Wednesday, March 25, 2009

Loop unrolling and speed-up techniques

Today I started some investigation on DTMF detection. After some research I decided to try the Goertzel algorithm, wrote some code from scratch and tried it on a real equipment based on an ARM7 core. It did fine actually, but after some benchmarking I thought it was somewhat slow.

I wrote the code thinking on future optimization but keeping simplicity in mind, specially because I didn't know how it was going to behave. However, as said above, calculations took much longer than what I expected, even though they were quite fast, exceeding the requirements for real-time processing (telephone channel, 8khz, mono). I still wanted to keep the code in C for portability so I tried some tricks.

I wrote the code with fixed-point math in mind, since floating point arithmetic would kill performance.

First, here are some basic definitions:



/* Struct for a single Goertzel calculator */
typedef struct
{
dsp_t sp1,sp2; //past values (IIR)
dsp_t coeff; //calculated only once

} GOERTZ_s;

/* Calculate Goertzel 'step' */
#define GOERTZ_calc( _s, _val ) \
{ \
dsp_t _gs = (_val) + FP_MULT2( _s.coeff, _s.sp1 ) - _s.sp2; \
_s.sp2 = _s.sp1; \
_s.sp1 = _gs; \
}

The first approach was the simplest one, I needed sixteen Goertzel calculations (8 frequencies + 8 second harmonic for the first frequencies). I had a buffer where the incoming PCM data was copied to so I had to process that array for each of the 16 Goertzel 'calculators'.



static inline void GOERTZ_processAll( dsp_t sample )
{
int i;
for (i=0; i < 16; i++)
GOERTZ_calc( goertzs[i], sample );
}

/* this is inside another function */
int i;
for (i=0; i < BUFFER_SIZE; i++)
GOERTZ_processAll( bufferData[i] );


Where BUFFER_SIZE is the size of bufferData[] and goertzs[] is a 16-element array of GOERTZ_s structs, already initialized. Notice the inline modifier in GOERTZ_processAll(). It's really important since function inlining will help in execution time, specially when the function is called so frequently.

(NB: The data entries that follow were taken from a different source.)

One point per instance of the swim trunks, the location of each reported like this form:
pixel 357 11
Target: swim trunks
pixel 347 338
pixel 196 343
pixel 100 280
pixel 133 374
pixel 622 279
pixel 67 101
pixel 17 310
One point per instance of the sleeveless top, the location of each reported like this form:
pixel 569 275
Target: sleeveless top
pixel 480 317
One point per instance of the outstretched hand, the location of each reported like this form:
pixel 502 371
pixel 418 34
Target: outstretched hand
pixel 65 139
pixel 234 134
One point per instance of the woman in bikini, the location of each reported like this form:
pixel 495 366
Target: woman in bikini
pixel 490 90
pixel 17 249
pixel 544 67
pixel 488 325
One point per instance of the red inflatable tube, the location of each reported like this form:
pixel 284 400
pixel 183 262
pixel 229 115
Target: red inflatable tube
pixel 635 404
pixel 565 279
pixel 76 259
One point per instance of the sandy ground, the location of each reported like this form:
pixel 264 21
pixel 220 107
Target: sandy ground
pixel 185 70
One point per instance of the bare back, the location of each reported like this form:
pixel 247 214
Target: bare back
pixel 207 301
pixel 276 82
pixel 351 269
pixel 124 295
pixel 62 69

That code worked alright, but was too slow, at least for my intuition. The progress into a more efficient scheme had many steps, but basically there were three important changes:

  • dsp_t was defined as int16_t, but the processor's 'native' word length is 32-bit, so changing dsp_t to be int32_t speeded up the calculations by removing cast and special assignment instructions.
  • Loop unrolling was done in GOERTZ_processAll(). That means more flash is used but it's a good price to pay for a good speed up. Besides that, here we are talking about repeating the same thing 16 times so it's not a big problem if we have, to say, a 512k flash microcontroller or dsp.
  • Instead of passing a single value to GOERTZ_processAll() a 8-byte array is used. This improves time considerably but also increases code size. As said in the previous point that wasn't an issue this case. Note that a 16-byte array won't necessarily increase performance. It depends on the core architecture, and in this case it made things worse (but better than single value parameter passing).

With these modifications I got a 100% performance increase, which means that there can be twice as much DTMF decoders compared to the non-optimized version.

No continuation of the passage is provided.